Assim começo a delinear os tópicos do meu conto. A loirinha
traz o café fumegando, os ovos cheirando. Salivo só de ver
o
prato. Sem querer fito-lhe os olhos azuis e vejo que, apesar do sorriso
estampado no rosto, ela está me xingando de filho da
puta. Também não era para menos. Eu com uma cara de intruso
em sua terra num domingo à tarde tomando um café da
manhã tardio, enquanto ela, jovem, dona da terra, está
trabalhando, me servindo e ainda sendo obrigada a sorrir. Não dou
bola para sua frustração. Pego o livro que trouxe
e leio na contracapa: ˜Aos 10 anos já falava inglês, francês
e latim. Cursou a
faculdade de Direito em São Paulo, e teve praticamente toda
a sua obra publicada após a sua morte" . Tomo uns goles do café
preto que me estimulam a pensar como é bom saber se comunicar
em diferentes línguas. Tomo a carta de novo e continuo
lendo: ˜Por exemplo: além de ser mulher em alguns poemas,
você se dá ao luxo de ser veado em outros... risos... Lembra
do
primeiro email que lhe mandei perguntando se era homossexual? Eu li
e pensei: pá, legal, esse cara é bicha e assume!!!
gargalhadas... Aí vc explicou e eu entendi. Mas será
que isso está explicado para o grande público? Sei que vai
dar de
ombros e dizer que não se importa. Pois é aí justamente
que vejo uma grandeza rara, uma segurança que parece formar
uma
couraça ao seu redor. Se um dia alguém capacitado
para tanto estudar toda a sua obra, talvez resolva as equações
que nem
me atrevo a tentar resolver..." Um negro alto coloca uma escada
em frente da minha mesa e, subindo os degraus, vai se
explicando ao dizer que tem que checar a calefação
pois tem um casal reclamando que o ambiente está muito frio.
Fico
pensando se não faltou coragem ao então presidente
de não explicar seu relacionamento com a interna no Salão
Oval e
acabar de uma só vez toda a especulação sobre
suas aventuras sexuais na Casa Branca, assim a CIA, o FBI, o Pentágono
e
os Republicanos teriam mais tempo para prever a segurança
da maior potência do mundo; assim a manhã de 11 de setembro
seria mais uma bela manhã ensolarada no gostoso verão
nova-iorquino, e não a que o mundo viu com todas a imagens
que
mudaram face da História levando a nossa inocência.
Volto à carta e me pergunto por que as pessoas sempre se preocupam
com a sexualidade dos outros? É um assunto sempre instigante
para muitos. Isso talvez vá levar o mundo a uma grande
guerra, pode-se notar no que está se desdobrando aos nossos
olhos impotentes.
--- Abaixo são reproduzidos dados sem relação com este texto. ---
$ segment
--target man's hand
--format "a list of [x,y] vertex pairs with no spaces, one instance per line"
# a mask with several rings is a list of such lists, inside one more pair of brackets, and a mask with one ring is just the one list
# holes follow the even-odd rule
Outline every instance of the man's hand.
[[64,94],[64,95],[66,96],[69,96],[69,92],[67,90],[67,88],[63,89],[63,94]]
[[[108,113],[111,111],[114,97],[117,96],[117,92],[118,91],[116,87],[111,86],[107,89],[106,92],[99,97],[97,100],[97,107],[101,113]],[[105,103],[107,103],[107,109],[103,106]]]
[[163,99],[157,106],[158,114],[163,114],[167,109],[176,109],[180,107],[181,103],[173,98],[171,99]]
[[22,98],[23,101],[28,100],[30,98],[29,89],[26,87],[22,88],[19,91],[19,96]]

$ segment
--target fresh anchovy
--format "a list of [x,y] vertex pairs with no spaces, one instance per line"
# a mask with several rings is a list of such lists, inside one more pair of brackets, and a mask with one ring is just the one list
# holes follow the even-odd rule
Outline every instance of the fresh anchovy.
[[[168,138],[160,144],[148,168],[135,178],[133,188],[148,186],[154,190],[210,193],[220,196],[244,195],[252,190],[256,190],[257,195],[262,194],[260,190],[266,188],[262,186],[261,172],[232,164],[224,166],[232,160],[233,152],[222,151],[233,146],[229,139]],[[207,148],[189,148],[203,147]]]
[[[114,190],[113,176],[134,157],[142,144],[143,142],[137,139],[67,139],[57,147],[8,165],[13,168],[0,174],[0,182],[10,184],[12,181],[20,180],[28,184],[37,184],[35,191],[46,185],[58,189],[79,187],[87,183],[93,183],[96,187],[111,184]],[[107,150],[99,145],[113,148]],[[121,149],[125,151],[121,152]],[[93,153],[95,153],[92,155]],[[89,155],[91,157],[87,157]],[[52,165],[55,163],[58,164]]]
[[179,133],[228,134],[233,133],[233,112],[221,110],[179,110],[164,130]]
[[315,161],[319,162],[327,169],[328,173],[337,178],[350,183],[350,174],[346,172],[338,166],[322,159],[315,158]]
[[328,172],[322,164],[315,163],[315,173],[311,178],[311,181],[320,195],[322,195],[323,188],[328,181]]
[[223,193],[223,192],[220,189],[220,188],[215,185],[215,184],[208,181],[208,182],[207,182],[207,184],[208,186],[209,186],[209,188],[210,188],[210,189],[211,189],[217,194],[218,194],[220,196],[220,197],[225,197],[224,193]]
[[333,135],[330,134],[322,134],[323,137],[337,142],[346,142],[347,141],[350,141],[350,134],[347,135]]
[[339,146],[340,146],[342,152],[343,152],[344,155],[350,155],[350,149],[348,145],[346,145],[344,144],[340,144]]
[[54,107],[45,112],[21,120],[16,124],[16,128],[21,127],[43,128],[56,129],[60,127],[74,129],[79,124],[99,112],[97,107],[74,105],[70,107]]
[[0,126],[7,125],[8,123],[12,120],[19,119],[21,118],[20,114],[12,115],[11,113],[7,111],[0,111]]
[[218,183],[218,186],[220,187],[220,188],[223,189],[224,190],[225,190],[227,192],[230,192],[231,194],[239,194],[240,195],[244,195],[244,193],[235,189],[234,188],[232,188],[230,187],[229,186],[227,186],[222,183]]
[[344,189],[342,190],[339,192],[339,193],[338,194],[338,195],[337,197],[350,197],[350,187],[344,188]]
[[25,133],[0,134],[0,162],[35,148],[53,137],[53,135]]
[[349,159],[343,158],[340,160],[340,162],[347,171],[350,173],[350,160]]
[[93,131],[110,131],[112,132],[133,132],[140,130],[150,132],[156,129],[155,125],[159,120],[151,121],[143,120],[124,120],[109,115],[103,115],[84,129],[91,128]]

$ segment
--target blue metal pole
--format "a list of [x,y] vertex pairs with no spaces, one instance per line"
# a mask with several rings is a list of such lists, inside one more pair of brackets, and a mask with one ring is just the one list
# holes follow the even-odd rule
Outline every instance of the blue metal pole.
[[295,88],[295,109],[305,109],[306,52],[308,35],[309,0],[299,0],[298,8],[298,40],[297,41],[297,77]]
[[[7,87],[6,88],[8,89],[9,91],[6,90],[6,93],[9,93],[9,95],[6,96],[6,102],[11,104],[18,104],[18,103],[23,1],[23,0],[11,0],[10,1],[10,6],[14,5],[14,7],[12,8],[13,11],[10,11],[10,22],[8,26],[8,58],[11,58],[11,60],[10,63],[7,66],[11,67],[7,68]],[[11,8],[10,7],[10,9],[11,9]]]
Se deixassem Clinton em paz e não se
preocupassem com suas experiências orais, muitos teriam
feito seus trabalhos e os terroristas não ganhavam tanto terreno.
Vou lendo o resto da carta sem muito cuidado, enquanto vou acabando
de comer meus ovos e de tomar mais uma xícara de
café sempre preto. Paro de repente numa frase e vou pedindo
a conta à impaciente garçonete: ˜Nisso é que
me confundo
toda. Não estou querendo te desvendar, não, mas gostaria
de te entender um pouco ao menos". A loirinha traz a conta e
dou-lhe uma boa gorjeta. Na sua cara estampa mais um filho da
puta subentendido atrás do sorriso jovem. Imagino que ela
deveria estar pensando: "esse estrangeiro com cara de árabe
terrorista ainda me esnoba... e eu aqui me matando numa tarde
de domingo..." Pisco-lhe o olho e saio pela rua com a coragem renovada
para enfrentar o frio. Vejo latinos se cumprimentando
ainda com seus ˜Feliz Navidad", turistas alemães e franceses
perdidos na avenida, asiáticos displicentes no seu caminhar
apressado, negros no seu gingado rap e um tanto agressivo.
Volto para casa. Está quentinho aqui dentro e todos os medos
e coragens ficaram lá fora. Visto a minha couraça de escritor,
chamo todos meus personagens e resolvo escrever o meu conto.